Lebih lanjut, Beben menuturkan bagaimana The HM7 menjalani proses produksi lagu yang mengalir secara alami.

“Kami memulai dengan membuat guide lagu dan mencari referensi sound yang sesuai,” tutur Beben. “Setelah komposisi mencapai sekitar 60 persen, barulah masuk ke proses take yang sebenarnya, lalu balancing, mixing, dan mastering.”

Kolaborasi dengan Dan’s Pro dan Raspati Record pun memperkuat produksi dan arah musikal The HM7 dalam merilis karya perdananya kali ini.

*Terbentuknya The HM7 untuk Perluas Eksposur Musik Sunda (SUBJUDUL)*

Proyek musik ini jelas, The HM7 memiliki visi untuk memperluas eksposur musik Sunda agar dapat bersaing dengan musik daerah lain yang sedang digemari anak muda saat ini, seperti musik Jawa dan musik dari Indonesia Timur.

“Kami ingin mendobrak pasar melalui ‘Ha Em Sepen’, agar musik Sunda dapat diperhitungkan kembali di industri musik nasional,” ujar Beben.

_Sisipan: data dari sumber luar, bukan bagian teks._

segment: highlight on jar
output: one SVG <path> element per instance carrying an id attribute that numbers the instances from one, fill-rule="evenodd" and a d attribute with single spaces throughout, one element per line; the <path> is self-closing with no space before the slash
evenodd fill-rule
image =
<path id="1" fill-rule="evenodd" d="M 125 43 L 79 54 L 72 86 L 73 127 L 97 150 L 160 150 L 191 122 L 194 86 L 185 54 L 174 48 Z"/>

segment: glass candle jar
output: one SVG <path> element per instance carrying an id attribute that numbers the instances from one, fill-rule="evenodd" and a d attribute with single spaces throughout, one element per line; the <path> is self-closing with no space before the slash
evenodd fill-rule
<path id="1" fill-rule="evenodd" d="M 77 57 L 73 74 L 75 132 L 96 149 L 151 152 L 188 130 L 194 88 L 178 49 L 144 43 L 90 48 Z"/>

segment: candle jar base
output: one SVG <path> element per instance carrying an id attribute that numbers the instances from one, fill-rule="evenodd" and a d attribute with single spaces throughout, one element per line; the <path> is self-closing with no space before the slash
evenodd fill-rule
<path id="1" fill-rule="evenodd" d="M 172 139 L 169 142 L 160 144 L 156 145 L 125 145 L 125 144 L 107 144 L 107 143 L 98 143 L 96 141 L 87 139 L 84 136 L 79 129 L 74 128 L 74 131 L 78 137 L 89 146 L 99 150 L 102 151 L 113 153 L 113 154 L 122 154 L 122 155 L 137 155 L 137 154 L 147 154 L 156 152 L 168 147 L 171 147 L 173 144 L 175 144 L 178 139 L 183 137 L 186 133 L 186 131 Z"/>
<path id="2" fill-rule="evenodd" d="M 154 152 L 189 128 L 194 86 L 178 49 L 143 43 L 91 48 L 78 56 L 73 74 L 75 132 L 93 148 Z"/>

Meski terbilang unit musik baru, nyatanya tiga personel The HM7 adalah orang-orang lama—musisi senior yang aktif berkesenian di Tanah Sunda.

Beben Bena—pendongeng viral dengan gaya bertutur realita—adalah vokalis Mat Setun dari tahun 2017. Ia juga dikenal sebagai komedian Bandung.

Kemudian, Dadang Hermawan dikenal sebagai penulis lirik spontan, yang juga aktif menjadi produser dan penggiat musik.

Sementara, Tubagus Danny adalah penulis lagu, arranger musik, serta vokalis dan gitaris Deja Vu Band dari tahun 1993.

Adapun, kisah terbentuknya The HM7 berawal dari sekumpulan sahabat yang sering berkumpul di waktu senggang.

Dalam suasana santai dan penuh tawa, celetukan “Ah maneh mah huntu”—yang ditujukan kepada seorang teman yang sering datang terlambat—menjadi momen tak terduga yang kemudian menginspirasi nama grup ini.

Ungkapan tersebut berkembang menjadi istilah “Huntu Muruluk” dan akhirnya disepakati sebagai “Huntu Muruluk Tujuh” atau The HM7.

“Nama The HM7 ini menjadi simbol keakraban, spontanitas, dan kreativitas yang mewarnai perjalanan musik kami,” kata Dadang.

The HM7 pun berharap kehadiran mereka bisa menjadi pemantik semangat bagi masyarakat Jawa Barat untuk menjaga dan melestarikan seni dan budaya lokal.

“Dengan inovasi, kolaborasi, dan adaptasi terhadap tren musik hari ini, kami yakin musik Sunda tidak akan hilang ditelan zaman,” pungkas Beben.